Pushing against the amorphousness of a global literature unmoored from place, Singer insists that “artists, like plants, must have roots, and the deeper the soil, the deeper the roots.” This rhymes with his assertion that “art is, in its essence, national. It is deeply connected with a land, a locality, a group.” You cannot write literature from air, and the stories you are meant to tell are the ones already coursing in your blood.
This is underscored by his fierce attachment to the Yiddish language. He once told a friend — Seth Lipsky, future editor of the English-language edition of the Forward and later of the Sun, who visited Singer in his summer vacation spot at Wengen, Switzerland — that he would not have achieved what he did in literature had he abandoned Yiddish for English.
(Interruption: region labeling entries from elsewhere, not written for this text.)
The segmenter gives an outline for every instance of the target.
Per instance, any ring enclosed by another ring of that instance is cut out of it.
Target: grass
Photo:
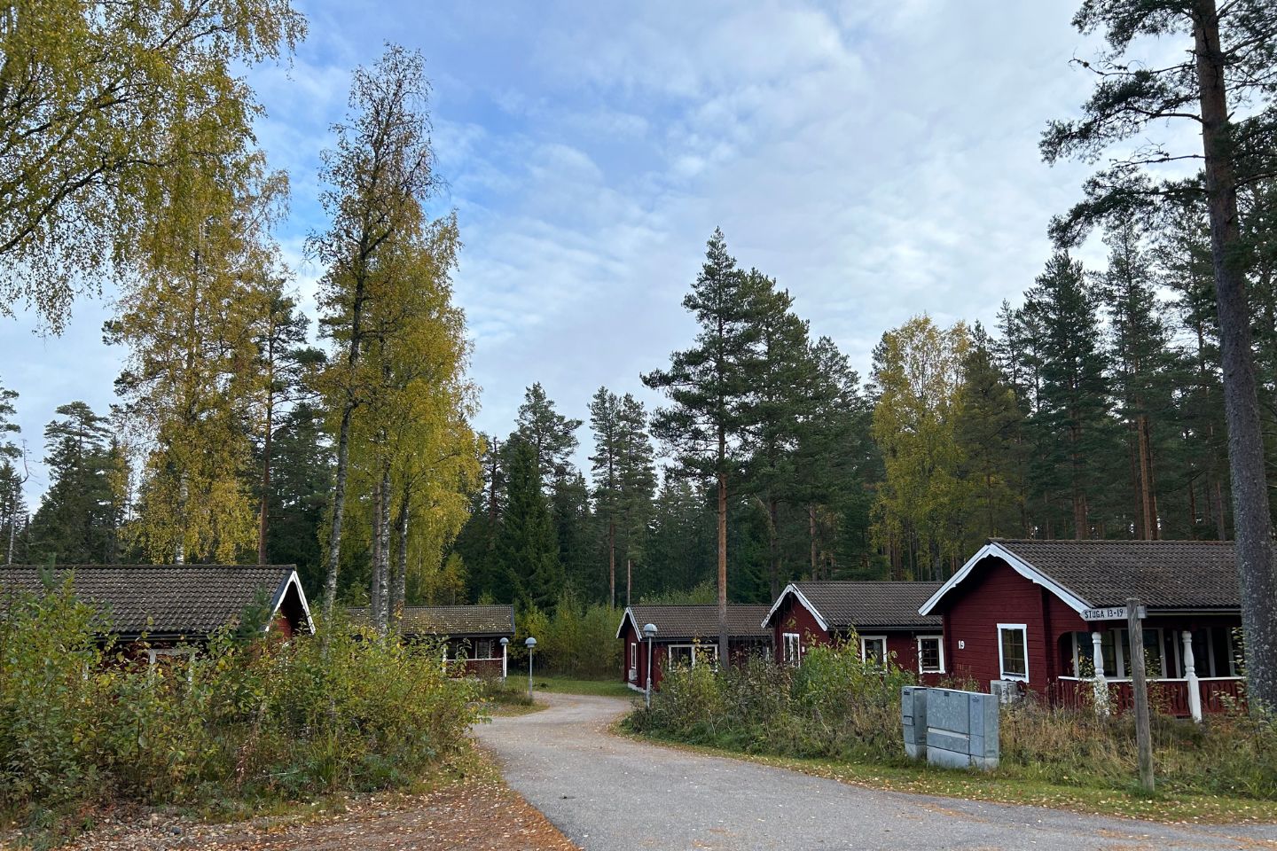
[[[587,694],[603,698],[637,698],[637,692],[614,679],[581,680],[570,676],[535,676],[533,688],[552,694]]]
[[[613,731],[656,743],[667,748],[691,753],[730,757],[762,766],[788,768],[805,774],[827,777],[853,786],[885,788],[918,795],[958,797],[994,804],[1022,804],[1087,813],[1091,815],[1116,815],[1176,824],[1239,824],[1277,822],[1277,801],[1225,795],[1184,795],[1157,792],[1147,795],[1135,786],[1131,777],[1129,788],[1097,788],[1091,786],[1062,786],[1041,781],[1011,777],[992,772],[969,772],[939,768],[927,764],[917,767],[871,766],[834,759],[798,759],[746,754],[727,748],[690,745],[663,736],[635,732],[618,721]]]

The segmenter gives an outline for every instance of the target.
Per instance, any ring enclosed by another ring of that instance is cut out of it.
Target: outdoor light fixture
[[[647,688],[644,692],[644,702],[651,708],[651,639],[656,638],[656,624],[647,624],[642,628],[642,634],[647,637]]]
[[[531,635],[524,642],[524,647],[527,648],[527,699],[533,699],[533,651],[536,648],[536,639]]]

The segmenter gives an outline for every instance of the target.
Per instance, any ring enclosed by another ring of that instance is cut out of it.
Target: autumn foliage
[[[229,805],[395,787],[465,741],[474,685],[437,648],[227,628],[155,666],[68,588],[0,605],[0,811]]]

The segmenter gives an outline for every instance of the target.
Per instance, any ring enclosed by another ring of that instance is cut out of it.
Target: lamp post
[[[533,699],[533,649],[536,647],[536,639],[531,635],[524,642],[524,647],[527,648],[527,700]]]
[[[651,708],[651,639],[656,637],[656,624],[647,624],[642,628],[642,634],[647,637],[647,689],[644,692],[644,702]]]

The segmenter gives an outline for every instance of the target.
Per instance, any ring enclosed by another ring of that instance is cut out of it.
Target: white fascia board
[[[1056,597],[1062,600],[1070,609],[1073,609],[1079,615],[1084,610],[1092,609],[1091,603],[1083,600],[1079,595],[1061,586],[1059,582],[1046,575],[1028,561],[1024,561],[1023,559],[1020,559],[1018,555],[1004,547],[997,541],[990,541],[988,544],[982,546],[976,555],[971,556],[967,560],[967,564],[962,565],[962,569],[958,570],[958,573],[949,577],[949,582],[940,586],[940,589],[936,593],[931,595],[931,598],[927,602],[922,603],[922,607],[918,609],[918,614],[930,615],[932,610],[935,610],[936,605],[940,603],[940,600],[944,598],[946,593],[949,593],[949,591],[960,584],[963,579],[965,579],[971,574],[971,572],[976,569],[976,565],[979,564],[982,559],[991,555],[995,555],[1006,564],[1011,565],[1011,569],[1015,570],[1015,573],[1020,574],[1033,584],[1042,586],[1043,588],[1054,593]]]
[[[275,623],[275,616],[280,614],[280,606],[283,605],[283,598],[289,593],[289,586],[295,586],[298,589],[298,600],[301,601],[301,612],[306,618],[306,629],[310,634],[315,633],[315,621],[310,618],[310,603],[306,602],[306,592],[301,589],[301,579],[298,578],[298,572],[292,570],[289,573],[289,578],[280,583],[280,587],[275,589],[275,600],[271,602],[271,619],[262,626],[262,632],[271,629]]]
[[[621,638],[621,633],[624,630],[627,620],[635,625],[635,635],[642,635],[642,630],[638,629],[638,621],[635,620],[633,610],[631,610],[630,606],[626,606],[624,614],[621,615],[621,624],[617,626],[617,638]]]
[[[826,624],[825,619],[821,618],[820,611],[811,605],[811,601],[807,600],[807,597],[805,597],[803,593],[798,591],[798,586],[796,586],[792,582],[788,586],[785,586],[785,589],[780,592],[780,596],[776,597],[776,601],[771,603],[771,610],[767,612],[767,616],[762,619],[762,623],[759,624],[760,626],[762,626],[764,629],[767,628],[767,625],[771,623],[771,619],[775,616],[776,611],[779,611],[780,603],[783,603],[785,601],[785,597],[789,595],[797,597],[798,602],[803,605],[803,609],[810,611],[811,616],[816,619],[816,623],[820,624],[820,628],[824,629],[826,633],[829,632],[829,624]]]

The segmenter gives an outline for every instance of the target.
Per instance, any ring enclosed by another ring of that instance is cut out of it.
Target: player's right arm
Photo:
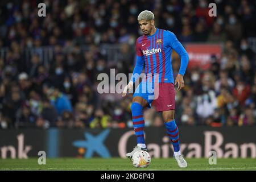
[[[142,51],[138,43],[138,39],[137,39],[136,41],[136,65],[133,70],[131,80],[130,80],[128,85],[123,89],[122,95],[123,97],[126,96],[127,91],[133,88],[133,83],[136,81],[143,69],[144,62],[145,60],[143,57]]]

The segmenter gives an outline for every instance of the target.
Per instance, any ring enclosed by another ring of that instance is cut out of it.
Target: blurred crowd
[[[185,87],[176,92],[177,125],[255,125],[256,57],[248,40],[256,37],[256,1],[213,2],[217,17],[208,15],[205,0],[46,0],[46,16],[39,17],[39,1],[1,1],[0,128],[132,127],[132,95],[99,94],[97,76],[110,68],[133,72],[142,35],[137,18],[144,10],[184,45],[223,46],[209,70],[187,69]],[[117,63],[108,60],[104,44],[118,45]],[[48,64],[40,56],[46,47],[54,52]],[[29,61],[27,48],[35,51]],[[174,77],[179,62],[172,60]],[[144,117],[146,127],[163,125],[154,107]]]

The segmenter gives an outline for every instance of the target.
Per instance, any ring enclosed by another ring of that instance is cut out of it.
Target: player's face
[[[147,21],[146,20],[139,20],[139,26],[142,32],[145,35],[150,35],[153,26],[153,20]]]

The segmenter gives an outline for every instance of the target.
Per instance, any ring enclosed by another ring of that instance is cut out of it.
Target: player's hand
[[[178,84],[178,88],[177,90],[179,91],[185,86],[185,83],[184,82],[183,80],[183,76],[182,75],[178,74],[178,75],[177,76],[174,85],[176,85],[177,83]]]
[[[127,91],[132,89],[133,87],[133,82],[130,81],[128,83],[128,85],[125,86],[125,88],[123,89],[123,91],[122,94],[122,97],[125,97],[125,96],[126,96]]]

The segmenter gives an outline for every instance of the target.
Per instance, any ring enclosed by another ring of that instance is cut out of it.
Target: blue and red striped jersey
[[[137,62],[131,81],[135,82],[144,68],[146,75],[158,75],[155,82],[174,84],[171,56],[172,49],[180,56],[179,73],[184,75],[188,55],[174,33],[156,28],[154,35],[138,38],[136,41]]]

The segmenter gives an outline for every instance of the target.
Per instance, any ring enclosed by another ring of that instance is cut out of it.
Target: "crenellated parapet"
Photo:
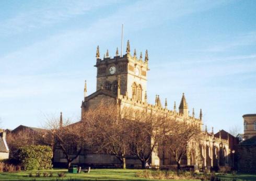
[[[158,99],[158,95],[157,97],[157,99]],[[118,99],[121,101],[118,101],[119,102],[122,102],[124,104],[131,105],[137,107],[140,107],[142,108],[147,108],[148,110],[153,110],[153,111],[157,112],[167,113],[173,116],[177,116],[181,119],[185,118],[185,119],[189,122],[201,123],[201,120],[200,120],[199,118],[196,118],[193,116],[190,116],[184,117],[182,113],[177,112],[175,110],[168,110],[167,108],[167,106],[163,107],[161,106],[159,106],[159,104],[157,104],[155,105],[149,104],[145,102],[134,100],[125,95],[120,95],[118,97]]]

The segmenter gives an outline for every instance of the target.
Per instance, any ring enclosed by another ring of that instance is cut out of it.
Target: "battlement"
[[[148,62],[148,54],[147,50],[146,50],[144,58],[143,60],[143,57],[142,56],[142,52],[141,52],[139,57],[137,57],[137,53],[136,52],[136,49],[134,49],[133,52],[133,55],[131,54],[130,47],[130,42],[128,40],[127,42],[126,51],[126,54],[123,55],[120,55],[118,51],[118,49],[117,48],[117,51],[115,52],[115,56],[112,58],[111,56],[109,56],[109,51],[107,50],[107,52],[104,54],[103,59],[100,58],[100,52],[99,46],[97,47],[96,52],[96,65],[95,67],[98,67],[100,65],[104,64],[110,64],[110,63],[115,63],[118,62],[133,62],[136,65],[138,65],[141,67],[146,67],[147,68]],[[147,69],[148,70],[148,69]]]
[[[148,104],[147,102],[145,102],[142,101],[135,100],[132,98],[128,97],[125,95],[119,95],[118,99],[121,100],[125,103],[129,104],[134,105],[134,106],[139,106],[141,107],[146,107],[148,109],[152,109],[155,111],[159,111],[163,113],[167,113],[172,115],[177,116],[178,117],[183,117],[184,115],[179,112],[176,112],[174,110],[170,110],[167,108],[162,107],[162,106]],[[201,122],[201,120],[198,118],[196,118],[193,116],[188,116],[187,117],[189,120]]]

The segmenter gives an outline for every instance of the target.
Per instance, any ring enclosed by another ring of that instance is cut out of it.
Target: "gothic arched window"
[[[138,85],[137,87],[137,100],[138,101],[142,100],[142,89],[141,85]]]
[[[247,130],[247,123],[246,123],[246,122],[243,123],[243,129]]]
[[[223,152],[224,152],[224,154],[225,162],[225,163],[228,163],[228,155],[227,154],[227,150],[226,150],[226,148],[225,148],[223,149]]]
[[[137,85],[135,82],[133,82],[132,88],[132,99],[135,99],[137,96]]]
[[[108,90],[111,90],[112,85],[109,81],[106,81],[105,82],[105,89]]]
[[[115,80],[112,83],[113,92],[114,93],[118,92],[118,81]]]

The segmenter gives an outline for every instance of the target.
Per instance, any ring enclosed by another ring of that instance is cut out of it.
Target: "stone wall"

Authors who use literature to make a point and not tell a yarn draw Singer’s particular ire. “Modern writers increasingly lose the ability to tell a story, although stories are the backbone of every art.” Even the great James Joyce is not immune, as Singer finds that “no commentary can make Finnegans Wake a real work of art.”
In a sharp essay, “Journalism and Literature,” Singer penned a line that was sure to please his editors at the Forverts. Singer believed that “the good writer is almost always also a good journalist,” because both must entertain and inform impatient readers with wandering eyes. Singer himself did “his best work in the midst of journalistic hullabaloo, often right in the editorial offices between one article and another.”
A draft version of one of Singer’s essays was originally titled “Writers Don’t Write ‘For the Drawer,’” and his published prolixity provides the pleasures of eclecticism. We get Singer’s view on censorship — against it imposed from without, supportive as voluntary restraint — the Kabbalah — “the best of all mystical systems” — and a spoof review of the Ten Commandments, written in the voice of a range of critics.
In his Nobel Prize banquet speech, Singer posed a set of answers to the question, “Why do you write in a dying language?” The first is, “The deader the language the more alive is the ghost. Ghosts love Yiddish and as far as I know, they all speak it.” The fourth and last was, “Yiddish is my mother language and a mother is never really dead.”
Ghosts that live, mothers that never die, the millions of Jewish dead gabbing in Yiddish for all eternity. These are Isaac Bashevis Singer’s truths. In their strange beauty, they are the perfect tonic to cliché.